つげ義春 著『つげ義春の温泉』(カタログハウス刊・03.2.10)

 単独の著作(文庫や漫画作品集の再刊本を除く)としては、九一年の『貧困旅行記』、『つげ義春資料集成』以来、十二年ぶりの刊行となる『つげ義春の温泉』(九四年の『全集別巻』からは、九年ぶりとなる)は、つげ義春氏の作品歴のなかでも、出色な著作だといっていい。この本の成立に関わった立場から、成立事情と、この著作がもつ意味を述べていこうと思う。
 企画の始まりは、出版元であるカタログハウスの社主斎藤駿氏の発案からだ。氏はかつて、『「沼」以後全集』と命名された企画を考えたことがある。わたしは、「ねじ式」よりもはるかに衝撃的で、わが国の劇画史のなかでも最重要作品だといっていい「沼」を基点として作品集を編み、そのことを書名に表わすという発想に、ほとんど感動をもって受けとめた。残念ながら、筑摩書房からの全集企画が進行していたため、この作品集は幻に終わったが、雑誌「通販生活」に旧作十一作品が、九四年春号から九六年春号まで全九回にわたって掲載され、後に『つげ義春アンコール劇場』(非売品)としてまとめられ、九八年に刊行されている。

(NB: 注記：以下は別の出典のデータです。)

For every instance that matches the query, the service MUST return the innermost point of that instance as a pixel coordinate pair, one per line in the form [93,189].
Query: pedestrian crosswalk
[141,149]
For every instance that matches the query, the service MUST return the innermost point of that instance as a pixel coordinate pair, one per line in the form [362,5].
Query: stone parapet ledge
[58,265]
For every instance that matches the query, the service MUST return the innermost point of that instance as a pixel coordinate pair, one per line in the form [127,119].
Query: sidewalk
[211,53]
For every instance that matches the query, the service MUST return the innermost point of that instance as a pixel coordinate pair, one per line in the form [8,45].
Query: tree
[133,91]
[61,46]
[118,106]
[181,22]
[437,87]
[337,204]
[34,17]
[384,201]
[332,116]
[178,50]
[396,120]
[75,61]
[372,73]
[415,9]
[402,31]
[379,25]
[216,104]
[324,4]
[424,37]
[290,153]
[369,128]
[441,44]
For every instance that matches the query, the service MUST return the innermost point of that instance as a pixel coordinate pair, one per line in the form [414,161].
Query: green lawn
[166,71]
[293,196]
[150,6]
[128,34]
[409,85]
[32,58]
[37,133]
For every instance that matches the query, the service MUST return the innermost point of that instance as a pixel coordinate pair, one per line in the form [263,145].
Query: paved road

 そして今回、斎藤氏が提案したのは、〈温泉〉というモチーフで漫画作品、エッセイ、イラスト、写真を一冊にまとめた作品集だ。『つげ義春の温泉』というモチーフを直接的に示す書名は、またしても、わたしを驚かせた。直接性をもった書名は、そのままつげ義春氏の世界を表わしていると思えたからである。さて、この企画が果たしてつげ氏に受け入れてもらえるかが、最も難渋な問題だった。
 つげ氏は、はじめ固辞された。その理由は、何度も再編集して本にするのは、読者に対して申し訳ないというものだった。熟考の末、未発表の文章と写真をなるべく多く収録するということで、どうにか承諾していただいたというのが、この本が成立した一端である。
 こうして、刊行にいたった本書には、いくつか特筆すべきことがある。第1部に配置された「温泉写真・イラスト篇」では、温泉写真のすべてとイラストの一部が、単行本未収録、未発表のものとなっている。第3部の「温泉エッセイ篇」では、四百字詰め計算で三十枚ほどの未発表エッセイ三本を掲載できた。そして、第2部「温泉漫画篇」は、六篇の漫画作品(「長八の宿」、「二岐渓谷」、「オンドル小屋」、「ゲンセンカン主人」、「懐かしいひと」、「会津の釣り宿」を収録。ただし「義男の青春」は除外した)それぞれに、つげ氏と長い伴走を続けてきた高野慎三氏の温泉地と作品成立をからめた卓抜な解説文が付されて本書がさらに厚みのあるものとなった。そして、これはいくらでも声高に述べておきたいことだが、西山温泉の少女のイラストを表紙カバーに配置して、本文レイアウトも含めて、「つげ義春の世界」を精緻に息づかせた気鋭のデザイナー、竹井賢氏の見事な造本を強調しておきたい。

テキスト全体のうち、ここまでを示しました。